Monday, September 5, 2022

The canon and a book of quotations

 I sometimes think that teachers of literature have tied themselves in knots about the idea of a canon.

It’s a bit like philosophy teachers, who sometimes tie themselves in knots over the is-ought problem. You can, if you’re interested, find some earlier notes about the problems involved in deriving an ought (a moral imperative) from an is (a set of facts)All educated people should know something about those difficulties. But if you are the kind of person who would let a toddler wander onto the freeway without stopping because you’re worried about the is-ought problem, I don’t want to talk to you.

I think English teachers should worry about the problems with having a canon. But those problems shouldn’t stop them.

We are going to have a canon — more accurately, many competing canons — because we are, as Aristotle put it, animals who live in a polis. We’re communal creatures, and so when we hear news we share it.

We share our views on movies and pop songs. We say that the new café is better or worse than the old ones. And we sometimes share our views on more serious things.

In time, what’s said changes. What’s said to be good or better changes. But the idea that you could stop this process entails the idea that you could change human nature overnight.
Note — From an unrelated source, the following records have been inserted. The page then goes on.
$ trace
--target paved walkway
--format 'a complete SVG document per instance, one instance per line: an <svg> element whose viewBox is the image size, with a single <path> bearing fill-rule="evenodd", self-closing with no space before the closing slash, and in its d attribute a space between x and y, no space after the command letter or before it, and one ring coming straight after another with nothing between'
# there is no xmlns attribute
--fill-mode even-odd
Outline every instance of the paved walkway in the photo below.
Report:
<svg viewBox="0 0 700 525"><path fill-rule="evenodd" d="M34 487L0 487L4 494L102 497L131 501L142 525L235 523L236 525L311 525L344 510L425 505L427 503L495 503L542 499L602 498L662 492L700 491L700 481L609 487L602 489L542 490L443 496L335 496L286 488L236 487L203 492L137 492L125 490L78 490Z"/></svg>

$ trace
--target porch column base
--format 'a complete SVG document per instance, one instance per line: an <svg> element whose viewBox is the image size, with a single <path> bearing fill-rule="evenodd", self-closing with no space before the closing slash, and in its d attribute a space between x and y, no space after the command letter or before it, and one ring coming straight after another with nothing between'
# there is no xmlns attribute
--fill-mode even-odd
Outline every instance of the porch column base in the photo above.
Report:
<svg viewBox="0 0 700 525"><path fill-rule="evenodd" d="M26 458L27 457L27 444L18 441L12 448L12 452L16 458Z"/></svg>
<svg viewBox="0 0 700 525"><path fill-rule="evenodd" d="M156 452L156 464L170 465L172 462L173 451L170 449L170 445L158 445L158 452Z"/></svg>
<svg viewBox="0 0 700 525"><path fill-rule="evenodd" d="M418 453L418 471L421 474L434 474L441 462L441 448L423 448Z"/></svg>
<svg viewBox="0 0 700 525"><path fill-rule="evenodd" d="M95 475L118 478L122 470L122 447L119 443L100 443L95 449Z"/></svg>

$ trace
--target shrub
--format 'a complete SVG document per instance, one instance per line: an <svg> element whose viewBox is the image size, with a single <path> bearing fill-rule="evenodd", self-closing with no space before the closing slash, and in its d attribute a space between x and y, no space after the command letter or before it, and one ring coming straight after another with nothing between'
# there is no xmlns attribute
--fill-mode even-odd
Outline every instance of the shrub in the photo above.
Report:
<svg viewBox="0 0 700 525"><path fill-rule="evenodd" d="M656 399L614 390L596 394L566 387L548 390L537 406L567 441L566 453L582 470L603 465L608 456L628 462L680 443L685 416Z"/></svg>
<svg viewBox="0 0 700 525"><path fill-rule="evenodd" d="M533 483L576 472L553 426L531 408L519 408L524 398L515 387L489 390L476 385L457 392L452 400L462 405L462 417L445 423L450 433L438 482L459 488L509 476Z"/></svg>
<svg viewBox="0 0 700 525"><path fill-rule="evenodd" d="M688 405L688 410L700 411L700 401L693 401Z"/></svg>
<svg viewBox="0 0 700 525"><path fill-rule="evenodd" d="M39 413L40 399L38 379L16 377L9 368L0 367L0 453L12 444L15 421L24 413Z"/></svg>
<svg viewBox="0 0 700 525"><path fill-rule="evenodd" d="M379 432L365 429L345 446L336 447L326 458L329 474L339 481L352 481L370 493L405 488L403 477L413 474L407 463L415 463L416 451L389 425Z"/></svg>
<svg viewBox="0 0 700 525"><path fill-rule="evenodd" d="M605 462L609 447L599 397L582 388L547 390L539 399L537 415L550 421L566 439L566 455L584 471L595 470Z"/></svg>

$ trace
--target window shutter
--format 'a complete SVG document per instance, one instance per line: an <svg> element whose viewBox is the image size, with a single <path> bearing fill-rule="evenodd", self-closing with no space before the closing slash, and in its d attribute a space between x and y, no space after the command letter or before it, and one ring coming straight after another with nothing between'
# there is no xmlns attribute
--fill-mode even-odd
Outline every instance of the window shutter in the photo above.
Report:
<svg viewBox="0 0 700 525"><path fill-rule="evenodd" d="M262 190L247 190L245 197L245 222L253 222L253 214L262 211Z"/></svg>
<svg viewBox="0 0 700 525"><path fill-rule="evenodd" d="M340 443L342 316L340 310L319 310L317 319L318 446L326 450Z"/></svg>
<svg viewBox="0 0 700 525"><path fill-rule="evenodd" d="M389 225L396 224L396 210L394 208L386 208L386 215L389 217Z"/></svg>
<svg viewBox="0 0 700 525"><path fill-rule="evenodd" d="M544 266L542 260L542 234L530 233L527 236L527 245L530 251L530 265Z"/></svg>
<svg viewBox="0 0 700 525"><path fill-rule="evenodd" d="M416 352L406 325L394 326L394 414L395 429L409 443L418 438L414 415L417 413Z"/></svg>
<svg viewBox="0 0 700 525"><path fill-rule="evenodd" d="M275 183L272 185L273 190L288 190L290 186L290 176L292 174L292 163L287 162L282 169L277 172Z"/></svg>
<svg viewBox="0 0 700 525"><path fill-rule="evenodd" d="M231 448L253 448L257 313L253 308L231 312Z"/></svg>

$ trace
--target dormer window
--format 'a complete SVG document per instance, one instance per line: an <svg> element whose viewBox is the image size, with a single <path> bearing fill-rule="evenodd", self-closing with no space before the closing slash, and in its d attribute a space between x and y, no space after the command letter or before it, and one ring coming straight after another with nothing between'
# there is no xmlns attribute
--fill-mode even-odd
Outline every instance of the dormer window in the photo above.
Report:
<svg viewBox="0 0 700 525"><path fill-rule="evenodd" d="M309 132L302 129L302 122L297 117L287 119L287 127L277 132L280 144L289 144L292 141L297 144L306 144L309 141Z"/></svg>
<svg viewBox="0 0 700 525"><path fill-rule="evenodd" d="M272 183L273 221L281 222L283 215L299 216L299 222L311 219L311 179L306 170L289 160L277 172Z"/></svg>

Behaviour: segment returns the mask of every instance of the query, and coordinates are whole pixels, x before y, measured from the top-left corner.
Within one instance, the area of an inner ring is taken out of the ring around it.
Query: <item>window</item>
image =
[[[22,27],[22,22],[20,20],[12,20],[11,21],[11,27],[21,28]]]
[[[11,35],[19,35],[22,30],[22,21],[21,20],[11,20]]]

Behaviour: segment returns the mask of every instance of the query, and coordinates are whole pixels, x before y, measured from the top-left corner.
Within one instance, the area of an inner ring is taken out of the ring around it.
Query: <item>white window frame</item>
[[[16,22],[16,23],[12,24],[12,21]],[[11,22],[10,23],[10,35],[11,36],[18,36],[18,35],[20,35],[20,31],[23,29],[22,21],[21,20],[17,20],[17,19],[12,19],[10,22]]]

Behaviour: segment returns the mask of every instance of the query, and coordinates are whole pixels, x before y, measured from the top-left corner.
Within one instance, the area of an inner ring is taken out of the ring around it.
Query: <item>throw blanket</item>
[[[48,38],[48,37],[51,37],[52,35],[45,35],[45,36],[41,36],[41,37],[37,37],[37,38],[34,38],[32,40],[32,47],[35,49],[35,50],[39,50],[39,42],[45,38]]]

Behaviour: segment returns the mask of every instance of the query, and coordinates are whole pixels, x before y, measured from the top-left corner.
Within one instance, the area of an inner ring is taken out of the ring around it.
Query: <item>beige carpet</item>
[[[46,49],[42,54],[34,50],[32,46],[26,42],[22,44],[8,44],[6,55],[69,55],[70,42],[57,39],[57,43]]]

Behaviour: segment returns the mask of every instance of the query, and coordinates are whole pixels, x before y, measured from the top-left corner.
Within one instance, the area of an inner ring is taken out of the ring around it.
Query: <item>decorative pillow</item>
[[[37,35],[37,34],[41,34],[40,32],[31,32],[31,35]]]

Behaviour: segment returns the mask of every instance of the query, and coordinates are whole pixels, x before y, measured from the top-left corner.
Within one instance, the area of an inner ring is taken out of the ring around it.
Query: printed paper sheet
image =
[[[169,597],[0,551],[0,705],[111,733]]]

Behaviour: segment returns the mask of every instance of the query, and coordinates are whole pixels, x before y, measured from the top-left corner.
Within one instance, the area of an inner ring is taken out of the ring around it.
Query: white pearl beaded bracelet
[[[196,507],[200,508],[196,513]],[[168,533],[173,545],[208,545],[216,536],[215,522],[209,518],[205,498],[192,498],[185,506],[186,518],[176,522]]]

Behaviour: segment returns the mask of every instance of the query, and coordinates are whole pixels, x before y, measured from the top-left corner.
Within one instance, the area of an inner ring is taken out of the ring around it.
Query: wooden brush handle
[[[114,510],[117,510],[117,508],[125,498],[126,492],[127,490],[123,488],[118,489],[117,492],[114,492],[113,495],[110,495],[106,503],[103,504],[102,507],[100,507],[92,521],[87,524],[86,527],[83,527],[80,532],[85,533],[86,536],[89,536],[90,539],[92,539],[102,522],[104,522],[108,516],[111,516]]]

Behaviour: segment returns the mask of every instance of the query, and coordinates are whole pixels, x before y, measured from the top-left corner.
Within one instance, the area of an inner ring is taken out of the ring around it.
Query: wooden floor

If you want a poor man’s insight into the canons of literature, look at books of quotations. Notice that they change.

If you look at today’s editions, you’ll find fewer specimens of Milton and Tennyson. Perhaps one day there will be more.

Books of quotations reflect what we collectively found worth talking about, worth trying to hold in memory — at the time. We tried to hold these particular words in memory because those lines had been found to appeal to others — at the time. It was a way we could communicate, a way we could live in the polis together.